Simply stated: Human heat loss is 75-100wpsm. Earth heat loss is much less, otherwise, we’d see it via telemetry, which covers all the *assumed* wavelengths that our venerable climate officials say it is

cba
October 26, 2009 5:35 am

curves are much wider than that. Detectors only need enough width for to read significantly above the noise and then compare at two different wavelength. The nature of the curve is to peak close to the maximum. that doesn’t mean all of the power is in the peak. For Earth, 288K, around 1-2% of the total is still beyond 65um. As for 9 microns – there’s a big absorption band around there.
actual heat loss is going to be the difference between the heat radiated (and evaporative cooling sweat) and heat absorbed by radiative means.
as stated above, stefan’s law is an integration of angle and wavelength of planck’s law.
I don’t know what you mean by seeing telemetry. also, radiative transfer is the only science of substance that those politicians can legitimately claim is fairly well understood.

Roy
November 8, 2009 10:18 am

the new drive 5 miles less advert for act on co2 is laughble.

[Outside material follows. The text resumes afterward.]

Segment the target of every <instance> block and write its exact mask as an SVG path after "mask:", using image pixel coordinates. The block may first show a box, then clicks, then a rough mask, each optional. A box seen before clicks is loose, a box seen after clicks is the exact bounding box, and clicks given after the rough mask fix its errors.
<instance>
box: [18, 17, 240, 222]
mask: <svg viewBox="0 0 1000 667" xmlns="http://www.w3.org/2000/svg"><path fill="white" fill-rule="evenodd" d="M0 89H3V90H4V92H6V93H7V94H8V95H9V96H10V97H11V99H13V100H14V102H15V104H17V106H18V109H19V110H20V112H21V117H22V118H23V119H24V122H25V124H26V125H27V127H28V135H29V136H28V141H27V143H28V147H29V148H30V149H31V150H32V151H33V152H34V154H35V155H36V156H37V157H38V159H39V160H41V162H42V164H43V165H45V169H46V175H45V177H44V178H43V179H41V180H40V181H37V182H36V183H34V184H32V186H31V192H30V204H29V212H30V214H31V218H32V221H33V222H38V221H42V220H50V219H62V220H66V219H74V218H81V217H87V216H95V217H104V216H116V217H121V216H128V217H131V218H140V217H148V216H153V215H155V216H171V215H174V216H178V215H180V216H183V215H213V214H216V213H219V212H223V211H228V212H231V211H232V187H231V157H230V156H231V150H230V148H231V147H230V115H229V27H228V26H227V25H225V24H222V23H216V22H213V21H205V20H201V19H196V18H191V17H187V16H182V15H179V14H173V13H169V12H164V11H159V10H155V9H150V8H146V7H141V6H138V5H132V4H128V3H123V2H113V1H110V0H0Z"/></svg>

Its just ridiclous.
How about people in america stop driving 5.0litre cars on a regular basis? Driving 5 miles less each week in the uk is hardly going to amount to anything. Its these stupid little things that annoy me a great deal.
The fact is if its such a big problem, then do some big things to solve it. Not these stupid things like drive 5 miles less. Drive 5 miles less forever? Will it go up to 10? 20? Drive 50 miles less? Where does it stop? It doesnt provide a long term solution. Therefore its laughable.
Ive also heard that actually if the atmosphere becomes that bad they can fire rockets (ridiclous I know, but so a scientist said) into the atmosphere and balance it out. Sorry I dont know what was in the rockets, it sounded insane. But so does driving 5 miles less.

Roy
November 8, 2009 10:20 am

Also the ridiclous averaging out and calculations from what must amount to rocks and soil hardly provides an accurate reading of what co2 existed 15 million years ago. You cannot save its accurate no matter what unless you stood there 15 million years ago and took “a reading” not the average guess work produced now. Then again most of the stats are hardly founded in fair tests.

AirFiero
January 5, 2011 12:39 am

Did we ever get a source for Bill’s graphs?